How to prove that $n\sum\limits_{d\mid n}\frac{|\mu(d)|}{d}=\sum\limits_{d^2\mid n}\mu(d)\sigma\left(\frac{n}{d^2}\right)$?

Question

This is problem 11 part b in chapter 3 of Tom M. Apostol's "Introduction to Analytic Number Theory". A variation on Euler's totient function is defined as $$\varphi_1(n) = n \sum_{d \mid n} \frac{|\mu(d)|}{d}$$ The question asks to show that $$\varphi_1(n) = \sum_{d^2 \mid n} \mu(d) \sigma\left( \frac{n}{d^2} \right)$$ My attempt so far: I have proved in part (a) of the same question that $$\varphi_1(n) = n \prod_{p \mid n}\left(1 + \frac{1}{p} \right)$$ And so in an attempt to equate these two expressions I write \begin{eqnarray} \varphi_1(n) &=& n \prod_{p \mid n}\frac{p + 1}{p} \\ &=& n \left(\prod_{\substack{p \mid n \\ p^2 \mid n}}\frac{p + 1}{p}\right)\left(\prod_{\substack{p \mid n \\ p^2 \nmid n}}\frac{p + 1}{p}\right) \end{eqnarray} Let $s = \prod_{\substack{p \mid n \\ p^2 \mid n}} p$ and $r = \prod_{\substack{p \mid n \\ p^2 \nmid n}} p$. Then \begin{eqnarray} \varphi_1(n) &=& n \frac{\sigma(s)}{s} \frac{\sigma(r)}{r} \\ &=& \sigma(s) \sigma(r) \frac{n}{sr} \end{eqnarray} Using $N = \mu * \sigma$ where $*$ is the Dirichlet convolution and $N(n) = n$ we obtain \begin{eqnarray} \varphi_1(n) &=& \sigma(s) \sigma(r) \sum_{d \mid \frac{n}{sr}}\mu(d) \sigma\left( \frac{n}{srd} \right) \end{eqnarray} Because $(r, \frac{n}{srd}) = 1$ we can simplify the expression: \begin{eqnarray} \varphi_1(n) &=& \sigma(s) \sum_{d \mid \frac{n}{sr}}\mu(d) \sigma\left( \frac{n}{sd} \right) \end{eqnarray} We know that $\frac{n}{r}$ is square, and that all $d$ that contribute (a non zero value) to the above sum are squarefree, because otherwise $\mu(d) = 0$, and so the sum over $d$ such that $d \mid \frac{n}{sr}$ is the same as the sum over $d$ such that $d^2 \mid n$. This brings us to where I am stuck: \begin{eqnarray} \varphi_1(n) &=& \sigma(s) \sum_{d^2 \mid n}\mu(d) \sigma\left( \frac{n}{sd} \right) \end{eqnarray} I cannot see how to proceed from here.

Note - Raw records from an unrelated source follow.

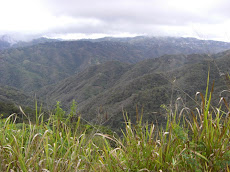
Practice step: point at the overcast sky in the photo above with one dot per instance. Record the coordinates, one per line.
(70, 19)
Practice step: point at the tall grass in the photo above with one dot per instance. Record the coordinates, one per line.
(194, 141)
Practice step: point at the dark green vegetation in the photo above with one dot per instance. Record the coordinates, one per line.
(191, 141)
(121, 84)
(104, 91)
(107, 75)
(32, 67)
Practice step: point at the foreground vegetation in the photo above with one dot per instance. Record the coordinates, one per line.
(191, 141)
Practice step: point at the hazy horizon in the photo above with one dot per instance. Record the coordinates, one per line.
(78, 19)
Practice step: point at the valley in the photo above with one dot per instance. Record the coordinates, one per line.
(110, 76)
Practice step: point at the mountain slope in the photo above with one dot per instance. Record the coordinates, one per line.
(33, 67)
(104, 90)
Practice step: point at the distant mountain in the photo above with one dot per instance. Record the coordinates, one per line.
(158, 46)
(12, 95)
(102, 91)
(7, 41)
(44, 62)
(37, 41)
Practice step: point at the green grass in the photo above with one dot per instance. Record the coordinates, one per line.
(191, 141)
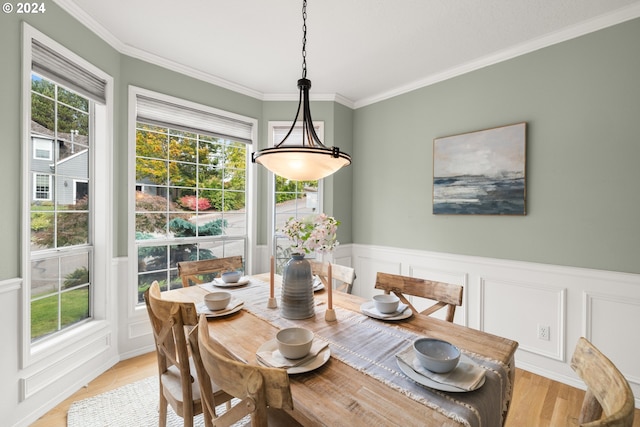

Hints or answers for how to proceed from where I currently am, or how to show what is required using a different approach would be appreciated.

Answer 1

Since $\varphi_1$ is multiplicative it suffices to show this for prime powers $p^k$. The product definition in part (a) yields $$\varphi_1(p^k)=p^k\prod_{p|n}(1+p^{-1})=p^k+p^{k-1}$$ The formula in part (b) yields $$\sum_{d^2|n}\mu(d)\sigma(\frac{n}{d^2})=\sigma(p^k)-\sigma(p^{k-2})=\frac{(p^{k+1}-1)-(p^{k-1}-1)}{p-1}=p^k+p^{k-1}.$$ so that the two definitions are the same.